Update README

szarnyasg · szarnyasg · commit 8c3a67ab4dc9 · 2023-09-01T09:25:09.000-07:00
diff --git a/README.md b/README.md
@@ -1,98 +1,113 @@
 ![LDBC logo](ldbc-logo.png)
-# LDBC SNB Interactive workload implementations
+# LDBC SNB Interactive v2 workload implementations
 
 [![Build Status](https://circleci.com/gh/ldbc/ldbc_snb_interactive_impls.svg?style=svg)](https://circleci.com/gh/ldbc/ldbc_snb_interactive_impls)
 
-Reference implementations of the LDBC Social Network Benchmark's Interactive workload ([paper](https://homepages.cwi.nl/~boncz/snb-challenge/snb-sigmod.pdf), [specification on GitHub pages](https://ldbcouncil.org/ldbc_snb_docs/), [specification on arXiv](https://arxiv.org/pdf/2001.02299.pdf)).
+This repository contains reference implementations of the LDBC Social Network Benchmark's Interactive v2 workload. See details on the benchmark, see the [SIGMOD 2015 paper](https://ldbcouncil.org/docs/papers/ldbc-snb-interactive-sigmod-2015.pdf), [specification on GitHub Pages](https://ldbcouncil.org/ldbc_snb_docs/), and [specification on arXiv](https://arxiv.org/pdf/2001.02299.pdf).
 
-To get started with the LDBC SNB benchmarks, check out our introductory presentation: [The LDBC Social Network Benchmark](https://docs.google.com/presentation/d/1NilxSrKQnFq4WzWMY2-OodZQ2TEksKzKBmgB20C_0Nw/) ([PDF](https://ldbcouncil.org/docs/presentations/ldbc-snb-2021-12.pdf)).
+To get started with the LDBC SNB benchmarks, check out our introductory presentation: [The LDBC Social Network Benchmark](https://docs.google.com/presentation/d/1NilxSrKQnFq4WzWMY2-OodZQ2TEksKzKBmgB20C_0Nw/) ([PDF](https://ldbcouncil.org/docs/presentations/ldbc-snb-2022-11.pdf)).
+
+:warning:
+This workload is still under design.
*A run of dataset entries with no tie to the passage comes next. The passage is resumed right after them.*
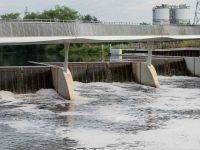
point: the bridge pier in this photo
(62, 78)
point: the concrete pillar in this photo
(62, 78)
(149, 58)
(193, 65)
(116, 54)
(63, 82)
(66, 49)
(145, 74)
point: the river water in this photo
(104, 116)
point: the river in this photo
(104, 116)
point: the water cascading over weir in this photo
(28, 79)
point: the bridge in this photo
(23, 32)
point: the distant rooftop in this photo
(181, 6)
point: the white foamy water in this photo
(106, 116)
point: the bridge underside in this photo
(92, 39)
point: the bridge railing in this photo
(49, 27)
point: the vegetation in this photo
(19, 55)
(10, 16)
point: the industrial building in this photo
(171, 14)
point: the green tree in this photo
(10, 16)
(89, 18)
(57, 13)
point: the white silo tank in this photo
(161, 15)
(182, 15)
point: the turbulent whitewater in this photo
(104, 116)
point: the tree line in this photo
(19, 55)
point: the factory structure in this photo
(171, 14)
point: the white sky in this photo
(106, 10)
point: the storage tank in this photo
(161, 15)
(182, 14)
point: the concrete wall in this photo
(63, 82)
(146, 74)
(193, 65)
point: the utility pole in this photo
(197, 13)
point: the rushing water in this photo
(105, 116)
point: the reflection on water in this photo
(104, 116)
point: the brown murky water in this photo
(104, 116)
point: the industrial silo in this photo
(182, 15)
(161, 15)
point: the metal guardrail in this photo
(49, 27)
(83, 21)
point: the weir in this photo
(23, 32)
(25, 79)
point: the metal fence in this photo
(23, 28)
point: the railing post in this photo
(149, 58)
(66, 49)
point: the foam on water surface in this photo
(105, 115)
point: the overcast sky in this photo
(106, 10)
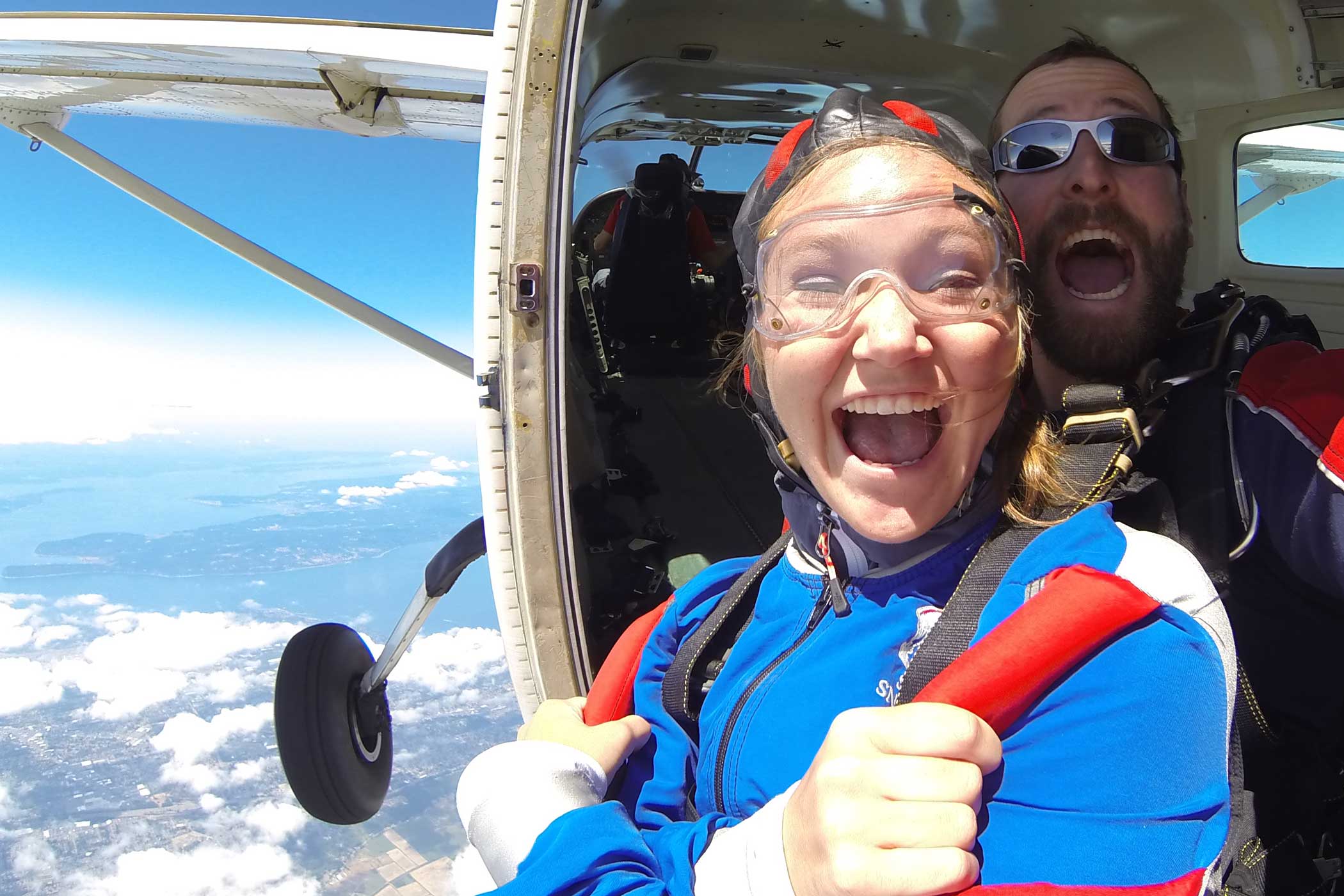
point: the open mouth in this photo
(1094, 265)
(890, 430)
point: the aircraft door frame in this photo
(522, 270)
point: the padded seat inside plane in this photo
(650, 294)
(683, 480)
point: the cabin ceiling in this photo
(774, 60)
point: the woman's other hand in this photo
(889, 804)
(609, 744)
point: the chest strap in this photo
(701, 657)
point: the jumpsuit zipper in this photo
(819, 610)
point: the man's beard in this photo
(1098, 351)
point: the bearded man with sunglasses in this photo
(1087, 155)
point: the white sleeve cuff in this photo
(508, 796)
(748, 858)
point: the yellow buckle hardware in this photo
(1126, 414)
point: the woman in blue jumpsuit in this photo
(884, 344)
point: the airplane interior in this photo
(667, 474)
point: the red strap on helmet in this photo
(784, 152)
(1022, 243)
(913, 116)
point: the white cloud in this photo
(425, 479)
(7, 804)
(51, 634)
(26, 684)
(86, 387)
(34, 863)
(12, 596)
(225, 685)
(366, 491)
(408, 716)
(250, 770)
(15, 630)
(448, 661)
(83, 601)
(259, 870)
(145, 657)
(469, 875)
(375, 493)
(276, 821)
(191, 739)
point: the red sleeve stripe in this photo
(1304, 387)
(1077, 613)
(784, 152)
(612, 695)
(1332, 457)
(1185, 886)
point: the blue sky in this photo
(120, 321)
(108, 303)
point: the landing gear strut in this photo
(332, 723)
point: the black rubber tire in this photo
(315, 684)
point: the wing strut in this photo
(248, 250)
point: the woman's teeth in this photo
(892, 404)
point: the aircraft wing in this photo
(360, 78)
(1291, 160)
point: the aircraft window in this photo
(1289, 190)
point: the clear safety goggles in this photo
(1037, 145)
(945, 257)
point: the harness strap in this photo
(1100, 435)
(686, 683)
(952, 634)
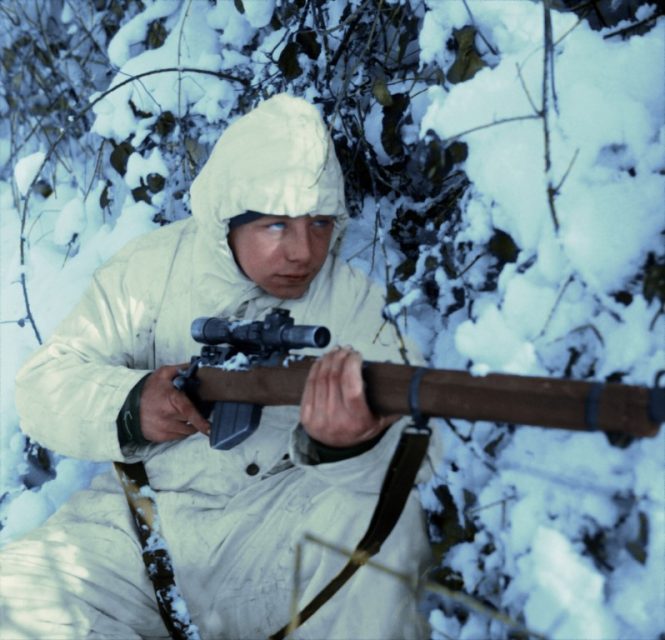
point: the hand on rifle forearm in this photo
(166, 413)
(334, 409)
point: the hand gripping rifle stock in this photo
(522, 400)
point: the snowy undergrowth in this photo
(561, 531)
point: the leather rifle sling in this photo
(135, 484)
(397, 484)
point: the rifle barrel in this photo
(525, 400)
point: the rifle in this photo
(243, 367)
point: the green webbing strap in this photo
(397, 485)
(156, 558)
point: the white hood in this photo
(277, 159)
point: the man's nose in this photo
(299, 246)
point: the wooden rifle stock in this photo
(537, 401)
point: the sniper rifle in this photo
(245, 366)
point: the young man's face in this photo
(282, 255)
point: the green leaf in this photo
(308, 43)
(120, 155)
(288, 61)
(468, 61)
(155, 182)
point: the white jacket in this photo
(232, 535)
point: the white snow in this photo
(546, 492)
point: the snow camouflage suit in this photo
(231, 529)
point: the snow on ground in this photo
(547, 492)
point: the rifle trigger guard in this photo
(419, 420)
(592, 406)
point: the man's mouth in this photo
(293, 277)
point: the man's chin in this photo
(288, 291)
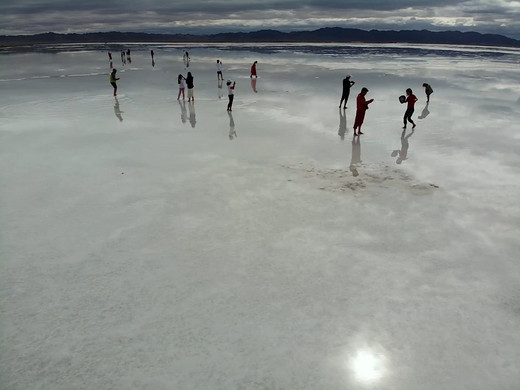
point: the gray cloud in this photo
(34, 16)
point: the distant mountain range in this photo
(328, 35)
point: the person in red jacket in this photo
(410, 99)
(362, 107)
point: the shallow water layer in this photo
(149, 242)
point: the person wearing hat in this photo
(346, 90)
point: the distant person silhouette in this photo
(362, 107)
(231, 93)
(346, 90)
(113, 80)
(410, 100)
(425, 112)
(219, 70)
(428, 90)
(189, 84)
(182, 86)
(253, 69)
(342, 124)
(117, 110)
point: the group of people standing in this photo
(362, 104)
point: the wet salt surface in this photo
(151, 243)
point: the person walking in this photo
(219, 70)
(182, 86)
(362, 107)
(346, 91)
(231, 93)
(410, 99)
(189, 84)
(113, 80)
(253, 69)
(428, 90)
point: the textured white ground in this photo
(145, 245)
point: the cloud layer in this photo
(200, 16)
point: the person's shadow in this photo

If you are looking for a stable, auditable version, use the [Interactive v1 workload](https://github.com/ldbc/ldbc_snb_interactive_v1_impls).
 
 ## Notes
 
 :warning: Please keep in mind the following when using this repository.
 
 * The goal of the implementations in this repository is to serve as **reference implementations** which other implementations can cross-validated against. Therefore, our primary objective was readability and not absolute performance when formulating the queries.
 
-* The default workload contains updates which are persisted in the database. Therefore, **the database needs to be reloaded or restored from backup before each run**. Use the provided `scripts/backup-database.sh` and `scripts/restore-database.sh` scripts to achieve this.
-
-* We expect most systems-under-test to use multi-threaded execution for their benchmark runs. **To allow running the updates on multiple threads, the update stream files need to be partitioned accordingly by the generator.** We have [pre-generated](#benchmark-data-sets) these for frequent partition numbers (1, 2, ..., 1024 and 24, 48, 96, ..., 768) and scale factors up to 1000.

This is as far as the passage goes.